Piszę w tutaj, ponieważ jest tego wszystkiego po trochu. Problemy z samooceną, z odnalezieniem się w nowej sytuacji, seksem, związkiem. Nie do końca też wiem, od czego dobrze będzie zacząć. Może od początku mojej obecnej sytuacji...

Dwa lata temu, gdy miałam 18 lat ze względu na problemy zdrowotne dużo czasu spędzałam w domu. Byłam wtedy związana, jak sądziłam szczęśliwie, z chłopakiem niewiele ode mnie starszym. Niestety jak to często bywa czułam się zaniedbywana. Z tego względu zaczęłam szukać znajomości w internecie, na portalach randkowych. Po kilku miesiącach zaczęłam motać się w relacji z ówczesnym chłopakiem. Odkryłam swój temperament i to, czego potrzebuję od mężczyzny i przekonałam się, że on nie spełnia tych wymagań.

W międzyczasie poznałam mężczyznę o 17 lat starszego (będę go nazywać R). Dobrze mnie rozumiał, a rozmowa z nim wciągała. Z racji odelgłości nie mieliśmy okazji się spotkać wcześniej niż dopiero po kilku miesiącach od rozpoczęcia znajomości. Na początku bardzo go pragnęłam, ze wzajemnością. Z czasem zaczęłam się angażować również uczuciowo i wtedy zakończyłam związek z poprzednim chłopakiem.
Gdy w końcu doszło do spotkania z R czułam się wspaniale i po raz pierwszy w życiu czułam, że komuś na mnie zależy w równym stopniu, jak mnie samej. Zakochałam się szczęśliwie i ta znajomość trwa do dziś.

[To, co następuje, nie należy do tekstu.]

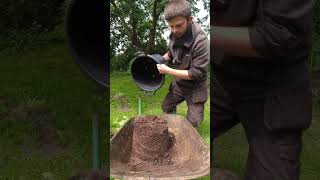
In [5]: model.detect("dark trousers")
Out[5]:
[162,83,204,127]
[210,75,302,180]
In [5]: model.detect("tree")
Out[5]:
[110,0,209,71]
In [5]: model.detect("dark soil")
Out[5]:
[129,116,174,167]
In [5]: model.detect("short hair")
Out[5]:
[164,0,191,21]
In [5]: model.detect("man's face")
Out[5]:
[168,16,192,38]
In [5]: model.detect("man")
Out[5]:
[157,0,209,127]
[210,0,312,180]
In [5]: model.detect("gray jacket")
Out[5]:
[168,22,210,102]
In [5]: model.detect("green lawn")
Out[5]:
[110,72,210,179]
[214,104,320,180]
[0,40,106,180]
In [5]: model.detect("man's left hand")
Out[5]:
[157,64,172,74]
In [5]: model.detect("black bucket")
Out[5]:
[131,54,165,91]
[66,0,109,87]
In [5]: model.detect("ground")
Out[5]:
[0,40,106,180]
[110,72,210,179]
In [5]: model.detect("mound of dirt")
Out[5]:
[129,116,174,166]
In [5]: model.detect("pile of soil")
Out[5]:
[129,115,174,166]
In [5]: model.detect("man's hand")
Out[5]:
[157,64,173,74]
[157,64,191,80]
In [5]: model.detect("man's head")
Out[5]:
[164,0,192,37]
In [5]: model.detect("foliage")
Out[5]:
[110,0,209,71]
[0,0,65,33]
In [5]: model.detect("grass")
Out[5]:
[214,104,320,180]
[110,72,210,179]
[0,40,106,180]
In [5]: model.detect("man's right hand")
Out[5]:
[151,54,166,64]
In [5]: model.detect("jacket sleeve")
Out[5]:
[188,35,210,80]
[249,0,313,63]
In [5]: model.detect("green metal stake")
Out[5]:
[92,114,100,171]
[139,97,142,116]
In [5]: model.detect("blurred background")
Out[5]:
[0,0,109,180]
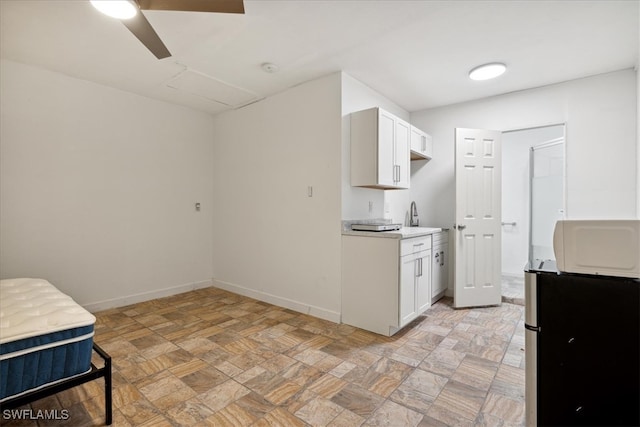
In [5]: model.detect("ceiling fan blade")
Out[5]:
[137,0,244,13]
[121,13,171,59]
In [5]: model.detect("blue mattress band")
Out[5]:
[0,368,91,403]
[0,325,93,360]
[0,325,94,401]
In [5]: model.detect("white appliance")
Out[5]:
[351,222,402,231]
[553,220,640,278]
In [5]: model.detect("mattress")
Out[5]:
[0,278,96,402]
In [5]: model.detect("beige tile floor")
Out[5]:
[2,288,524,427]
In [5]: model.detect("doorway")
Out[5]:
[502,124,565,304]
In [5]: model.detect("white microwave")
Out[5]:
[553,220,640,278]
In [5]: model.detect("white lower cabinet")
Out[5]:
[342,236,432,336]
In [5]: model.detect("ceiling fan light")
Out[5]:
[91,0,138,19]
[469,62,507,80]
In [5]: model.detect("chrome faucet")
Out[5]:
[410,202,420,227]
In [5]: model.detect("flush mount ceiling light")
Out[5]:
[260,62,280,73]
[469,62,507,80]
[91,0,138,19]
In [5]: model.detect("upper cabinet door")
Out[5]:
[377,110,397,187]
[411,125,433,160]
[394,119,411,188]
[351,108,410,190]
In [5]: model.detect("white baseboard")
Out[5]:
[82,280,213,313]
[213,279,340,323]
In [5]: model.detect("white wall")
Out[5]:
[0,60,213,310]
[410,70,638,227]
[342,73,409,220]
[212,73,341,321]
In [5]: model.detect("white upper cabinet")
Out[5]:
[351,108,411,189]
[411,125,433,160]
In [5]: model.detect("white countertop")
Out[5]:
[342,227,442,239]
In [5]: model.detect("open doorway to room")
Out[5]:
[502,124,565,304]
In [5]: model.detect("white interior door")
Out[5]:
[453,128,502,308]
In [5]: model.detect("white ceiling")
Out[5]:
[0,0,639,114]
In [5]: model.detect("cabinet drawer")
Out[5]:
[400,236,431,256]
[432,230,449,246]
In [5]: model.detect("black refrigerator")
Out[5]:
[525,262,640,426]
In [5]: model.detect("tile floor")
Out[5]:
[2,288,524,427]
[502,274,524,305]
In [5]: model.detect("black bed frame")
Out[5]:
[0,342,113,425]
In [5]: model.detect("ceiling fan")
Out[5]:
[91,0,244,59]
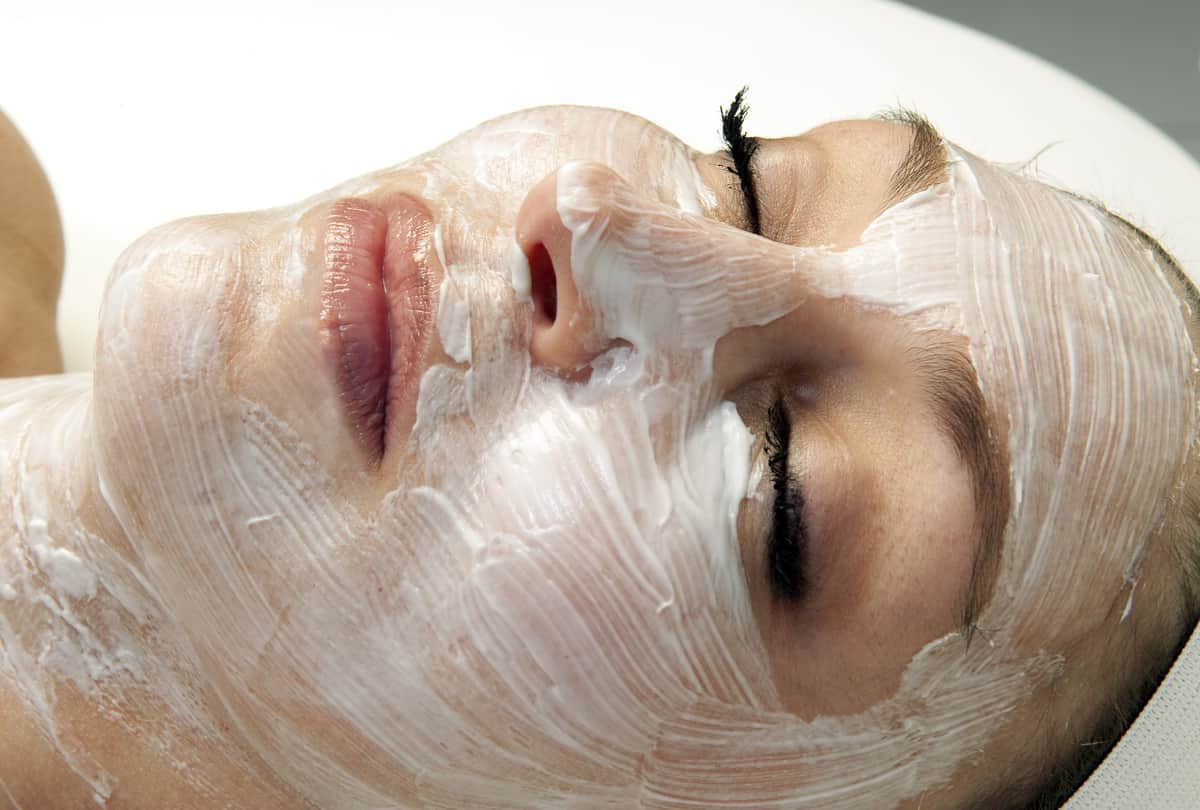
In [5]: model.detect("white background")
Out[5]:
[0,0,1200,371]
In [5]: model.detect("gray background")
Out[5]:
[902,0,1200,158]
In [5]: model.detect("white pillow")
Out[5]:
[0,0,1200,809]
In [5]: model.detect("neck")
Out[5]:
[0,374,298,808]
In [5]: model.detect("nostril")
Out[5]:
[529,242,558,324]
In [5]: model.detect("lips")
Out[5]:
[319,194,433,463]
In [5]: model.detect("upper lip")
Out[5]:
[320,193,434,463]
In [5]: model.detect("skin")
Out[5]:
[0,112,1190,808]
[0,112,62,377]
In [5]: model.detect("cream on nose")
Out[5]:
[516,172,611,377]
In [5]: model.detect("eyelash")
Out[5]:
[721,88,809,602]
[763,398,809,602]
[721,88,760,234]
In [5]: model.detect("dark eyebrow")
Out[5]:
[910,341,1010,643]
[871,107,1010,644]
[871,107,948,210]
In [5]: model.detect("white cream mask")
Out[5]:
[0,109,1194,809]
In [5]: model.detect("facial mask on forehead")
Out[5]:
[0,109,1192,809]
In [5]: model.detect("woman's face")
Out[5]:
[95,107,1192,808]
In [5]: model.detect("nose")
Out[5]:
[516,172,613,378]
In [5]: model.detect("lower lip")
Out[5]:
[320,194,433,462]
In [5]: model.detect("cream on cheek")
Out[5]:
[0,113,1190,808]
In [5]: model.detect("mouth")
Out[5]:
[319,194,433,466]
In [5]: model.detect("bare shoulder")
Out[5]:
[0,112,62,377]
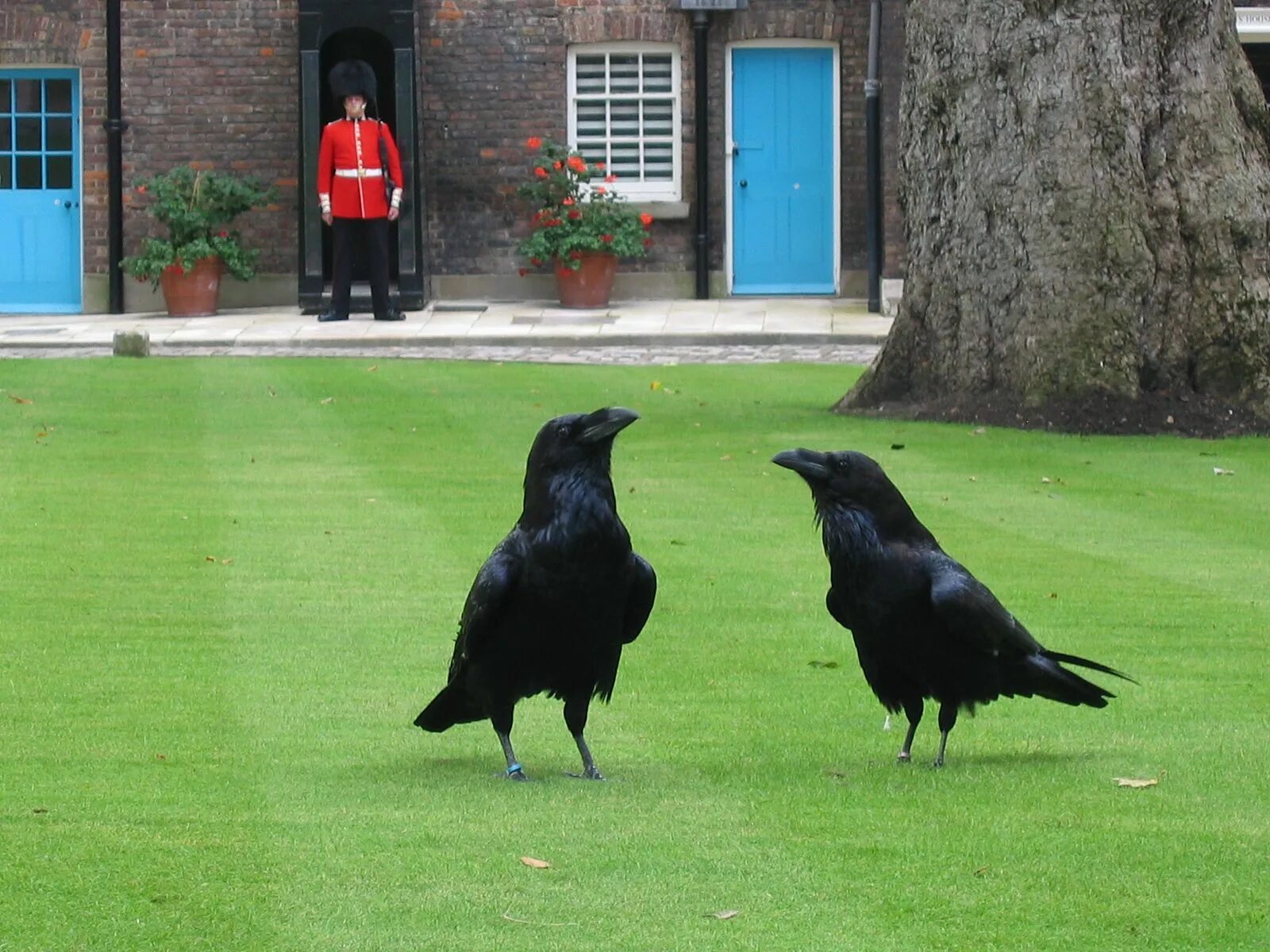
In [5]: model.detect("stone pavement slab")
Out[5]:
[0,298,891,363]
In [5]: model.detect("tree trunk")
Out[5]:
[840,0,1270,416]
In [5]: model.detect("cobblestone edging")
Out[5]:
[0,344,879,366]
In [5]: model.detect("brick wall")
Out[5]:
[0,0,904,301]
[117,0,300,279]
[419,0,903,282]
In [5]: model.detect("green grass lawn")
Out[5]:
[0,358,1270,952]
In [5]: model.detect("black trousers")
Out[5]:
[330,218,390,317]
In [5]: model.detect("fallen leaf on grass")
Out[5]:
[1111,777,1160,789]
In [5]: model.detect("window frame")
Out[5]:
[567,40,683,202]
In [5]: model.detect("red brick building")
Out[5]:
[0,0,1270,313]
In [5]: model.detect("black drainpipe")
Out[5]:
[692,10,710,301]
[102,0,129,313]
[865,0,884,313]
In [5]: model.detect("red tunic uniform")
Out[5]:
[318,119,402,218]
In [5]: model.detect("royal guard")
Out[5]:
[318,60,405,321]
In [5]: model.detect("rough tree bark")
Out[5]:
[838,0,1270,416]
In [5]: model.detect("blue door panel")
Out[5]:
[0,70,83,313]
[732,48,834,294]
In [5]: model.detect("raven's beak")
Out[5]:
[578,406,639,443]
[772,448,829,480]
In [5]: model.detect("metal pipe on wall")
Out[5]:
[865,0,885,313]
[692,10,710,301]
[102,0,129,313]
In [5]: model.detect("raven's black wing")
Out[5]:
[622,552,656,645]
[922,552,1041,658]
[449,538,525,681]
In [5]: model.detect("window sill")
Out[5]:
[627,199,688,221]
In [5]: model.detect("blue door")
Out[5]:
[730,47,836,294]
[0,70,83,313]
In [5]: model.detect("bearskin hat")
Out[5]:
[328,60,375,102]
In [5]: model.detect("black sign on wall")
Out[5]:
[300,0,425,313]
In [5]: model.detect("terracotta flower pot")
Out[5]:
[159,255,224,317]
[555,251,618,307]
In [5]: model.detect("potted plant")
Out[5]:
[121,165,277,317]
[519,136,652,307]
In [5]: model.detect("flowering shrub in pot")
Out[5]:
[121,165,277,311]
[518,136,652,306]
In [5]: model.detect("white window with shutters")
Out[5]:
[569,43,682,202]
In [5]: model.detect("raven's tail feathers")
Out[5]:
[1029,651,1137,707]
[1041,651,1138,684]
[414,681,487,732]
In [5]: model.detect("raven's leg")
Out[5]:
[935,702,956,766]
[489,704,529,781]
[895,698,926,764]
[564,694,605,781]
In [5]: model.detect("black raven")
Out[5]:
[772,449,1133,766]
[414,406,656,781]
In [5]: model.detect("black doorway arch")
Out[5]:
[298,0,425,313]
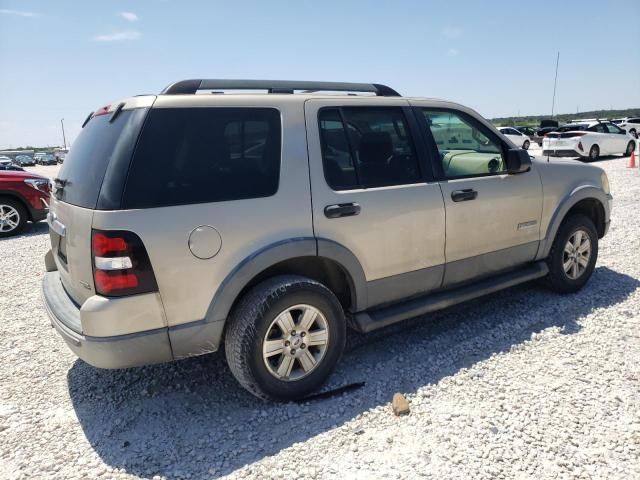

Rok temu przeprowadziłam się do R i na początku było cudownie między nami. Próbowałam się dostać na studia na UW, ale nie wypaliło i podłamało mnie to. Na szczęście jakoś się pozbierałam i zajęłam czymś innym. Znalazłam pracę, chociaż nie taką, jaka by mnie satysfakcjonowała. Po kilku miesiącach "awansowałam" i czułam się jak nowonarodzona. Niestety po ok. miesiącu doświadczyłam mobbingu ze strony pracodawcy, co skończyło się kompletnym brakiem wiary w siebie, strachem i silną potrzebą ucieczki z tego miejsca.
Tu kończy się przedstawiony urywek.